Lorsque la peau est abîmée par la radiothérapie et que sa souplesse est insuffisante pour l’introduction d’une prothèse, un lambeau musculo-cutané de grand dorsal est le plus souvent utilisé.
Il peut être utilisé seul ou le plus souvent associé à une prothèse.
Ce lambeau de réalisation simple est très utilisé en chirurgie plastique.
Une cicatrice verticale est cachée sous le bras ou une cicatrice horizontale cachée dans le soutien-gorge est réalisée pour prélever ce lambeau de grand dorsal.
Cette cicatrice de prélèvement du muscle grand dorsal peut être élargie lorsque la quantité de peau prélevée au niveau du dos est supérieure à 10 cm de large.
Les séquelles au niveau de la mobilité de l’épaule sont minimes voire inexistantes.
Le retentissement sur la vie professionnelle est négligeable, l’activité sportive est conservée.
Le lambeau de grand dorsal, avec ou sans prothèse, permet d’apporter des tissus bien vascularisés au niveau de la zone de mastectomie et permet une reconstruction de bonne qualité.

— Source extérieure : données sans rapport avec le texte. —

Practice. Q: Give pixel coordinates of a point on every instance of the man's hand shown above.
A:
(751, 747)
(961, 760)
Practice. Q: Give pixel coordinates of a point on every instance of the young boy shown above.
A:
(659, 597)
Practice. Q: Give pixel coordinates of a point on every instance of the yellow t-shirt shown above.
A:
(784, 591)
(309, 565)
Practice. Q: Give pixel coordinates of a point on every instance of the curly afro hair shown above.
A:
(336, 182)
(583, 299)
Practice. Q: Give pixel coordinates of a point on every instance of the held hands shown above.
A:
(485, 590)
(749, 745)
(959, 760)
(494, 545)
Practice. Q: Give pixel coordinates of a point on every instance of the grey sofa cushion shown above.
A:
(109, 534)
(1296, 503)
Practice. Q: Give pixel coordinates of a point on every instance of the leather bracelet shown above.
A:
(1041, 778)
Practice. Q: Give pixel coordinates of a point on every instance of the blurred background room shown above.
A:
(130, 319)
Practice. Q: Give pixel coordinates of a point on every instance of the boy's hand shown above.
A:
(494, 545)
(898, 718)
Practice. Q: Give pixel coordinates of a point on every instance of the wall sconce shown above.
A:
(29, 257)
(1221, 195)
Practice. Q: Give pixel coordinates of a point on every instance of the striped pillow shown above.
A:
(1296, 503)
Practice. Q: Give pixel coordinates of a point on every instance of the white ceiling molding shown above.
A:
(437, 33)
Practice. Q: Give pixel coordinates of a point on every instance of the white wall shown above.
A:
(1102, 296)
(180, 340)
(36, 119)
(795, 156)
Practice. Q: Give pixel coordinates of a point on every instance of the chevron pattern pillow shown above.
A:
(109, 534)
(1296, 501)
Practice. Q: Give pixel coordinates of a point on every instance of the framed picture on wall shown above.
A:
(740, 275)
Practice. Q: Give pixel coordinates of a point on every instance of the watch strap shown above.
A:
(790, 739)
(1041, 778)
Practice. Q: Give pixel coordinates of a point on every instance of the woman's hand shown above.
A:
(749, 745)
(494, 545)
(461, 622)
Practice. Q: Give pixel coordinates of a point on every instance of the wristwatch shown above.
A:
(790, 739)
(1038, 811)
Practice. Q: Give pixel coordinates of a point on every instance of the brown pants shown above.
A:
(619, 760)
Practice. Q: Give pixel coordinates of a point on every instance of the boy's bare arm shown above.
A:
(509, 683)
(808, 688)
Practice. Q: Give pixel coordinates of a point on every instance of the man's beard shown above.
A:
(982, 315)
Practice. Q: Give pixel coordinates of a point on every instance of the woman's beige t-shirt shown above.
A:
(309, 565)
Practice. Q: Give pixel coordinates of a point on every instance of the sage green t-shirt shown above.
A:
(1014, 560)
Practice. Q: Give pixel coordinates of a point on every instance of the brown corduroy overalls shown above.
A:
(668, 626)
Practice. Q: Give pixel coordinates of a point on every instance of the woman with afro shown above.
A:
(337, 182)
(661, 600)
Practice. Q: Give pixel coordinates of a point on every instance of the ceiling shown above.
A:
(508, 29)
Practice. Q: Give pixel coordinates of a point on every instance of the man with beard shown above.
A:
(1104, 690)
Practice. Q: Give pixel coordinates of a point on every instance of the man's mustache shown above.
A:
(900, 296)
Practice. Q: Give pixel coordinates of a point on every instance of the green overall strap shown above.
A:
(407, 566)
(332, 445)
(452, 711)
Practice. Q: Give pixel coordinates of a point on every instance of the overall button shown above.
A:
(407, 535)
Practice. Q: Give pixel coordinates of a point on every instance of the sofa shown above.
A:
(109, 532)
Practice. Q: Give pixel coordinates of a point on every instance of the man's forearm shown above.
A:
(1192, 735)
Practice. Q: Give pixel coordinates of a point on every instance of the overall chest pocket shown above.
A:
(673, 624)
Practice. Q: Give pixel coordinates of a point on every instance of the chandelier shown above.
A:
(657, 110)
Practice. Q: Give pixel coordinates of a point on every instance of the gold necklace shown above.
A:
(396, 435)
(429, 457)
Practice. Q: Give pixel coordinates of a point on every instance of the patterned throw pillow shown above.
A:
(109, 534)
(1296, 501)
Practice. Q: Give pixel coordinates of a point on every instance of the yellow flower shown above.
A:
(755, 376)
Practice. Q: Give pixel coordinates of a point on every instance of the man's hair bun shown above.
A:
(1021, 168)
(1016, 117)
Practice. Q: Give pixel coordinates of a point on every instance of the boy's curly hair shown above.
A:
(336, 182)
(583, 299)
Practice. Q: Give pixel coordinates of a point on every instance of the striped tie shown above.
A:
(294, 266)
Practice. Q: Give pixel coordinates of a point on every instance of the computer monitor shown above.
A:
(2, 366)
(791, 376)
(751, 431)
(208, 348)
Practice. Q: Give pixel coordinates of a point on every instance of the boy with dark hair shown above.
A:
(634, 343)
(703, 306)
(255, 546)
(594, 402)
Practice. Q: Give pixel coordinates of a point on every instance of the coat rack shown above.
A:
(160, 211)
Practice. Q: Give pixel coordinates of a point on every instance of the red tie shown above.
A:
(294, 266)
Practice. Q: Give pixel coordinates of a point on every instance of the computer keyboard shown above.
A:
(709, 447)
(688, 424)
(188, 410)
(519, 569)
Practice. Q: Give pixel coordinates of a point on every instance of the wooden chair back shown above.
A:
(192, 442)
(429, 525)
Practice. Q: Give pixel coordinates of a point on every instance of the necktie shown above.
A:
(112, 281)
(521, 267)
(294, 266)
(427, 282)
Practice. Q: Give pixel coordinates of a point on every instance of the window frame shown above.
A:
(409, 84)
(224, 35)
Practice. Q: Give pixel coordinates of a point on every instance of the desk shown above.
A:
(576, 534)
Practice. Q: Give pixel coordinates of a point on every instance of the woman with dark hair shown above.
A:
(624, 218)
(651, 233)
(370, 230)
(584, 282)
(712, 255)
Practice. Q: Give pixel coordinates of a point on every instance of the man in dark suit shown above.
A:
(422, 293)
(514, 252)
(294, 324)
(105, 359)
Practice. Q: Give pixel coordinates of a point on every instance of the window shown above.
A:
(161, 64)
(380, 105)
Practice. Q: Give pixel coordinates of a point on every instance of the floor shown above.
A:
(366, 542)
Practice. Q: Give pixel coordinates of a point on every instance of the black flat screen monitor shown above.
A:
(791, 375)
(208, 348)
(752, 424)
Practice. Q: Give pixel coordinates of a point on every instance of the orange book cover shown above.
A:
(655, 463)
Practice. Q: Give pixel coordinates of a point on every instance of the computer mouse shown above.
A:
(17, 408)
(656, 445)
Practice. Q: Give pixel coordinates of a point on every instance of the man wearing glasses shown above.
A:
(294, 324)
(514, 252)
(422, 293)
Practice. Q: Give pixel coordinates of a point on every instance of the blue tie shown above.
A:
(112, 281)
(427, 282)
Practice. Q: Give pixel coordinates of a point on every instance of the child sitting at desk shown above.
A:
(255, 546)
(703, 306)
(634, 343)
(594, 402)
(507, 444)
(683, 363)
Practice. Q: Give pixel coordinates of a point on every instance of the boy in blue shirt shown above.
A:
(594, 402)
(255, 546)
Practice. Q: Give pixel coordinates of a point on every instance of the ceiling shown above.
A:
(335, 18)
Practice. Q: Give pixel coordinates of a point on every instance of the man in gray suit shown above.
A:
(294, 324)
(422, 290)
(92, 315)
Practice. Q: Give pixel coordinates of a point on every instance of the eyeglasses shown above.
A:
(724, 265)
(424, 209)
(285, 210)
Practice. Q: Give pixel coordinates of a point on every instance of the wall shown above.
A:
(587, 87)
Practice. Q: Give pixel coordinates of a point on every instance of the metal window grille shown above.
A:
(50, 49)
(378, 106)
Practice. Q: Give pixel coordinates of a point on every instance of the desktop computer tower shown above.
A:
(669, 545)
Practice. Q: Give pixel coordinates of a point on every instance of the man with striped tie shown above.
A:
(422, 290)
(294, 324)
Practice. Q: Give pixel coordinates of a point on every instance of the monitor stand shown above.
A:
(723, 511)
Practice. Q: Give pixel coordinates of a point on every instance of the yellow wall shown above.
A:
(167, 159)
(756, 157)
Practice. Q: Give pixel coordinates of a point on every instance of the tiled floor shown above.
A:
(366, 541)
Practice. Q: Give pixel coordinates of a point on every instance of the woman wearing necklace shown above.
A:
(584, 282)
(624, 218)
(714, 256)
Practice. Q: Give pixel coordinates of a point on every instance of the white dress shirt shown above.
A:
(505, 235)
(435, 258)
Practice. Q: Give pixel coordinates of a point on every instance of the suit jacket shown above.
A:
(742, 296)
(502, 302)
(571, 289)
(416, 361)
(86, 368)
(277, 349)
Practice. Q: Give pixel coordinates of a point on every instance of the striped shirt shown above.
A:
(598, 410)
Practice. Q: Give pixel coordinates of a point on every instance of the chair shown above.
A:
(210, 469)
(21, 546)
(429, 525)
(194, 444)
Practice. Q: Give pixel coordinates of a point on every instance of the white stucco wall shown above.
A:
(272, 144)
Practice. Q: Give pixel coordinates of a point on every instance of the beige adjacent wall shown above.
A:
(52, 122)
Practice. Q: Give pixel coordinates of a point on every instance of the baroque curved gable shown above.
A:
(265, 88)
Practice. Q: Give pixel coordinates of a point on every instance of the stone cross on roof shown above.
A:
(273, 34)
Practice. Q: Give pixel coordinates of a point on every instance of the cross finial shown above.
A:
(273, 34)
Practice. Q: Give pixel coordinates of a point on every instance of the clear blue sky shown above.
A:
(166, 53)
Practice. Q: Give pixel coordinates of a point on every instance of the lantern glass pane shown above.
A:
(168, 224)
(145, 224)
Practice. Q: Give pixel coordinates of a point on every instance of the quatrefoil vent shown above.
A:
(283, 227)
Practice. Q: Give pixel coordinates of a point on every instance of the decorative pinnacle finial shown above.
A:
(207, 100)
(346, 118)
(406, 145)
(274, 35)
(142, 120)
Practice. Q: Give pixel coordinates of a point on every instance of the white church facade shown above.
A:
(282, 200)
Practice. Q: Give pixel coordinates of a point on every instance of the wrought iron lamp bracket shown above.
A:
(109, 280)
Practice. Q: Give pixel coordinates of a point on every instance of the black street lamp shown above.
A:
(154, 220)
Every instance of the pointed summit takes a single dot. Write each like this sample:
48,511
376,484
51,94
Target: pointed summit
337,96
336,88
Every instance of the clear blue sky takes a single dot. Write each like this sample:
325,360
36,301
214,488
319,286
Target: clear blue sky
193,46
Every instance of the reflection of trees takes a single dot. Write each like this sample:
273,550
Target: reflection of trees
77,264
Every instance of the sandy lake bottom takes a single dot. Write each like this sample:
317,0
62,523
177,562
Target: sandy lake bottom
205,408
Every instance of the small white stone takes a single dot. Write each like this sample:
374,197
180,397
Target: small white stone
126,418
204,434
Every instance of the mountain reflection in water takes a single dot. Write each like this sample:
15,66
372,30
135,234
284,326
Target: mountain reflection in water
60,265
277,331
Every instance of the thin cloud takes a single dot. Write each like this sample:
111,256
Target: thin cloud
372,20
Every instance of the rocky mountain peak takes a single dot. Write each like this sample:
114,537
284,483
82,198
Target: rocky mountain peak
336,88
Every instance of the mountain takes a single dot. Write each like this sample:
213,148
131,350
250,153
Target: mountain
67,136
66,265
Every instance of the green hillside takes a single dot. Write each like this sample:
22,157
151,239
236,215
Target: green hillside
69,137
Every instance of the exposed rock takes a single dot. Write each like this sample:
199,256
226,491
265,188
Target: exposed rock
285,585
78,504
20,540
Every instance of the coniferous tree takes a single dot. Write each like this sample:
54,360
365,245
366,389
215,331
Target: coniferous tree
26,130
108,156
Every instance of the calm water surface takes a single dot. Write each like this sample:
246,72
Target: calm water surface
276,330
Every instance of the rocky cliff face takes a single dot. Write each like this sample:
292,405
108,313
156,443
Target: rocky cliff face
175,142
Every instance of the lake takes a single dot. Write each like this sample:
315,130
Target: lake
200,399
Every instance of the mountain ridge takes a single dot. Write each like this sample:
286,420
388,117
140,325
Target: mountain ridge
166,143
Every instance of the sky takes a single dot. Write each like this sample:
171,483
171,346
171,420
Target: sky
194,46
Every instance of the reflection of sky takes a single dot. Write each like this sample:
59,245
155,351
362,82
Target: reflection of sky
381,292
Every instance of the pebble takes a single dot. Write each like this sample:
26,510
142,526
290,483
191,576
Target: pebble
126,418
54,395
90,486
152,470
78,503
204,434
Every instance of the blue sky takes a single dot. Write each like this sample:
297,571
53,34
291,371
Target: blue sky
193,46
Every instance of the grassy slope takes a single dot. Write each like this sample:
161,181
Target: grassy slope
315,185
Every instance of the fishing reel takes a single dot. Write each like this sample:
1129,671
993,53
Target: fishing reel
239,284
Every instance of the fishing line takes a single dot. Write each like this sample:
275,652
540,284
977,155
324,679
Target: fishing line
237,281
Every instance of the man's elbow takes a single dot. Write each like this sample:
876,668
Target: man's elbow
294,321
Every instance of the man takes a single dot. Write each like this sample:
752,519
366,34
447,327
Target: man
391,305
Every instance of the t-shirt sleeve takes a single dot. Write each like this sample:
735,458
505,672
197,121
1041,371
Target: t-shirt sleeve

Ce lambeau, dont le prélèvement est techniquement facile et rapide, est largement utilisé en reconstruction mammaire.
Dans certains cas, pour reconstruire le volume mammaire, lorsqu’une prothèse ne peut être utilisée seule et que le sein contro-latéral est d’un volume important avec une base large et ptosé, un lambeau de grand dorsal ne pourrait suffire à reconstruire le sein amputé. Dans ce cas, si les conditions anatomiques abdominales le permettent, un lambeau de grand droit de l’abdomen peut être proposé.